Aside from the ability to determine the direction of a sound event via level differences, human hearing can also determine directions via time differences between the left and right ear. Accordingly, localization can also be controlled by the time delay between the left and right loudspeaker signal. This is called time-of-arrival stereophony. Here a suitable microphone setup is AB (In this case, the spacing of the omnidirectional microphones introduces some phasiness. The mono signal suffers from a comb frequency response that can alter the sound, especially in the low frequency range). Localization is best at the midpoint of the stereo base and becomes more blurred as the position moves closer to either of the loudspeakers, in contrast to pure intensity stereophony where localization is best at the position of the loudspeakers.

If intensity stereophony and time-of-arrival stereophony are combined, this is referred to as mixed sterophony or equivalence stereophony. Here, a sound source never appears in just one channel (only L or only R). The intensity stereophonic component is not fully utilized, but always present to a certain degree.

Localization of phantom sound sources from different directions via level and time differences. Example: A sound event is reproduced at an angle of 30 ° to the left if the signal from the right loudspeaker is delayed by 0.5 ms and attenuated by 6 dB at the same time.

The localization mechanisms mentioned above are properties of the human auditory system. The ability of human hearing to identify the direction of sound incidence in the frontal horizontal plane was first described in 1907 in John William Strutt’s duplex theory. The level and time differences play key roles when the sound arrives at each ear, the interaural level differences ILD and time differences ITD both working in different frequency ranges.
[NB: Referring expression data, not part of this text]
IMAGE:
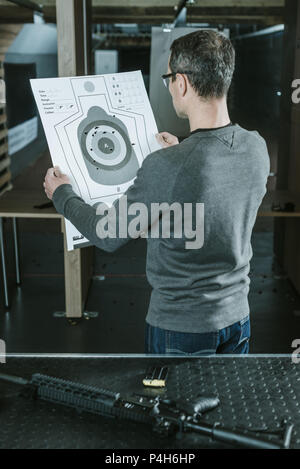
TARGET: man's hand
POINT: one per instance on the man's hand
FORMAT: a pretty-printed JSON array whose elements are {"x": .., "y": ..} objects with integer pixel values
[
  {"x": 53, "y": 179},
  {"x": 166, "y": 140}
]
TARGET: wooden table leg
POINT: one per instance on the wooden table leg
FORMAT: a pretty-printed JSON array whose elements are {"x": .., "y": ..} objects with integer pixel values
[
  {"x": 3, "y": 260},
  {"x": 78, "y": 274},
  {"x": 16, "y": 246}
]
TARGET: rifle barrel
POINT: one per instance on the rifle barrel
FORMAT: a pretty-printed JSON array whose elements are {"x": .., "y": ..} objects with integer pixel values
[{"x": 13, "y": 379}]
Because each ear hears sound from both speakers, the differences between one speaker signal and the other to reproduce a sound stage must be different from the signals received by each of the two ears.

The effect of shifting a phantom source by changing the level and time delay difference between the left and right loudspeaker signal also takes place if the listener changes their position. If they move a little to the right, the right speaker signal is louder than the left and it arrives earlier than the left. The phantom source positions within the stereo base will be compressed in a rightward direction. The overall stereo base becomes smaller. Because of these regularities there is only a small listening area with a full and balanced stereo base representation. This is known as the sweet spot.

To recreate a highly realistic image of the original sound event, the professional recording should be accompanied by a set of high-quality speakers for the reproduction, taking into account room acoustics. In such a scenario the loudspeakers are not audible as sources of the sound. Ideal condition for a good localization within the stereo base is a point-source loudspeaker in a room with little reflection, a conditions that often cannot be realized, e.g. in the car. Many loudspeakers are two- or three-way systems. The sound is generated in different speaker chassis depending on frequency, the chassis mounted at a distance from each other. The location of the sound source will therefore be blurred. However, if the listening position is far away enough, the horizontal distance between the speaker-chassis can’t be resolved.

The angular resolution of human hearing, also called minimum audible angle (MAA),[A1] depends on the frequency and direction of the sound, as well as other characteristics of the sound itself. The MAA is best from directly in front and at frequencies below 1 kHz, and is on the order of 2 degrees. This corresponds to a speaker displacement of 7 cm at a distance of 2 m. A 2-degree deviation in an equilateral triangle arrangement corresponds to a 0.9-dB level difference with intensity stereophony.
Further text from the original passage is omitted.